Merci beaucoup pour tes compliments, ils me vont droit au coeur ! J'espère que la suite ne te décevras pas !
Carvage
Posté le 26/10/2017
Commençons par le plus désagréable, c'est-à-dire des suggestions de changements :
"Elle savait que ça ne durerait pas, cependant." Si placer un adverbe en fin de phrase passe à l'oral, il me gêne à la lecture, notamment "cependant" qui sert normalement pour les transitions ; le mettre en début de phrase me parait plus logique
"qu'Andrev avait parcourus tout l'été durant avec son clan" :  "tout l'été durant" est une formulation que je trouve agréable mais... elle est gâchée par le "avec son clan", la rime qui en résulte charge la fin d ela phrase qui pourrait s'arrêter à durant.

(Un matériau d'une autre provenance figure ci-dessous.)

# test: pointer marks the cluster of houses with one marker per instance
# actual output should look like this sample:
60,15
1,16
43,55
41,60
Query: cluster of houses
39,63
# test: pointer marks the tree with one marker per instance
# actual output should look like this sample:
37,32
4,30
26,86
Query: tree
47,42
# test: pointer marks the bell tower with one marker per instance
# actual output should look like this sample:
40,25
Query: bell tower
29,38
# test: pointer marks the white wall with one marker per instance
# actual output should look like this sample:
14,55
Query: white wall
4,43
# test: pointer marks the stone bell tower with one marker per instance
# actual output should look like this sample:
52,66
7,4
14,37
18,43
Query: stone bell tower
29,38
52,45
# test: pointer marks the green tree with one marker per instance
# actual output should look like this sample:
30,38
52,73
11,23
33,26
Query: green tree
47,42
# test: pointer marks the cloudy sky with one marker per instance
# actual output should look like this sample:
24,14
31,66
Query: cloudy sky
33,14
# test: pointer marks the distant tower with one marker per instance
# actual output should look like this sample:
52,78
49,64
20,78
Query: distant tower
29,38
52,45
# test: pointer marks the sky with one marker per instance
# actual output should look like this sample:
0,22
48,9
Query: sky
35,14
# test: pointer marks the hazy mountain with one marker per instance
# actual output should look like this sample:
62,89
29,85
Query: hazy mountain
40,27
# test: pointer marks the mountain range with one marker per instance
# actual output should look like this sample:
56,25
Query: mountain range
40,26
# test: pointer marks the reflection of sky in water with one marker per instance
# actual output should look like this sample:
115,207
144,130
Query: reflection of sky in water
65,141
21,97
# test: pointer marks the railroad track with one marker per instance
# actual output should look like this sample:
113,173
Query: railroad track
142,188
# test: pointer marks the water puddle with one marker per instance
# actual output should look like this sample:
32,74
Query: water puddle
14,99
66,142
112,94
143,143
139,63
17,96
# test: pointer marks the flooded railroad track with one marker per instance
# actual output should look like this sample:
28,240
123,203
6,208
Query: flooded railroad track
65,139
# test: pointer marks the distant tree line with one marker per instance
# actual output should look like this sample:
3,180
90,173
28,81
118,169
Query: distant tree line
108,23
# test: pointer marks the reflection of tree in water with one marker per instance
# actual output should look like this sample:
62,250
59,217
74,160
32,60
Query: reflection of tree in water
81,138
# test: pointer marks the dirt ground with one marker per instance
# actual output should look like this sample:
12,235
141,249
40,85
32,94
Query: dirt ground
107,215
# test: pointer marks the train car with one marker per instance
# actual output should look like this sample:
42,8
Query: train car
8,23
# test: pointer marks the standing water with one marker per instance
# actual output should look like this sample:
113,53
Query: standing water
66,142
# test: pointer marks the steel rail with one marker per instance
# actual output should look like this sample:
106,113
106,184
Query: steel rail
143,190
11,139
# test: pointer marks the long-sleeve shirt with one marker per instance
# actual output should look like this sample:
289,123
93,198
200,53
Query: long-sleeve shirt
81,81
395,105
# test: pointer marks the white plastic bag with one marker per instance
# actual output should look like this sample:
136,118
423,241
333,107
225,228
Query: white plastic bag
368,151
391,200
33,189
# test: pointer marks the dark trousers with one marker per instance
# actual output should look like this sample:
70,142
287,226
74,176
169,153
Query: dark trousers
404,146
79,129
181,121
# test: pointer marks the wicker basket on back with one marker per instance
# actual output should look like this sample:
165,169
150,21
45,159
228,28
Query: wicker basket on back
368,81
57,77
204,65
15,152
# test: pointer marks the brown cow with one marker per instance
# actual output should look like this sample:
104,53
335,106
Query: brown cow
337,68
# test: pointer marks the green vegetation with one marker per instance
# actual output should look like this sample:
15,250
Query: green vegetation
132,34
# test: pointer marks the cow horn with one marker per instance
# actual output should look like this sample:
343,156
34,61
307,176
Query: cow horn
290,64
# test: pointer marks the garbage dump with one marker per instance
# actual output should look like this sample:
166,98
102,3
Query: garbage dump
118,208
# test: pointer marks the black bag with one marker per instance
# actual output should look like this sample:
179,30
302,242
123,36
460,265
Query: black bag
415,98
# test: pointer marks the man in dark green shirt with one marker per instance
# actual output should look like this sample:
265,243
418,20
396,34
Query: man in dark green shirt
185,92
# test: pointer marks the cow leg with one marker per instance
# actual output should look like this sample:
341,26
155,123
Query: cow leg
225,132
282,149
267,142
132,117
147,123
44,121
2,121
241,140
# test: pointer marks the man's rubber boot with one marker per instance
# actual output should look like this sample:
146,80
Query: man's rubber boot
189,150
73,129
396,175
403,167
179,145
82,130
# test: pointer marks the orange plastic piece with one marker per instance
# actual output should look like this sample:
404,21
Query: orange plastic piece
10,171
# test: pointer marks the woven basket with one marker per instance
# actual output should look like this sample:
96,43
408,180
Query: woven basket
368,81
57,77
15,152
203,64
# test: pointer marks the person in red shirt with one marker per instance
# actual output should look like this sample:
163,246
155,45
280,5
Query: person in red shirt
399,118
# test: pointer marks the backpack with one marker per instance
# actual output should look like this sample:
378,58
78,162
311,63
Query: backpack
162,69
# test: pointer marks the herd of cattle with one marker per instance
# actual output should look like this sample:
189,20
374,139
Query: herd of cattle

A mon gout, l'auxiliaire avoir et être sont trop utilisés dans ce chapitre, notamment dans le second paragraphe, ainsi que dans celui-ci :
"Les hivers apportaient chaque année leur lot de pertes, mais il était extrêmement rare que quelqu'un périsse avant même que le Brasier soit allumé. Valle des Belt était un peu plus âgée qu'Endrin et ceux de sa génération, elle ne faisait pas partie de leurs proches, mais elle avait toujours été là, présente - comme les autres. En dépit de ses blessures, Endrin n'avait pas imaginé un seul instant qu'elle mourrait, d'abord parce qu'elle était entre les mains de shamans expérimentés, ensuite parce qu'elle était une shaman elle-même, même si elle n'avait que deux ans de pratique derrière elle. Et les shamans étaient censés être plus résistants, tout particulièrement aux blessures dues aux esprits. Endrin avait vu un jour le père Maam soigner lui-même la brûlure que lui avait faite un Brann lors d'une chasse en forêt."
Répéter autant de fois les auxiliaires alourdit la lectur, de simples synonymes suffiraient à effacer cet effet de répétition que j'ai ressenti.
En ce qui concerne l'histoire, elle reste immersive, le rythme et l'usage de phrases plutôt longues y contribuent grandement (même si l'on sait que ces dernières posent problème à certains éditeurs et lecteurs).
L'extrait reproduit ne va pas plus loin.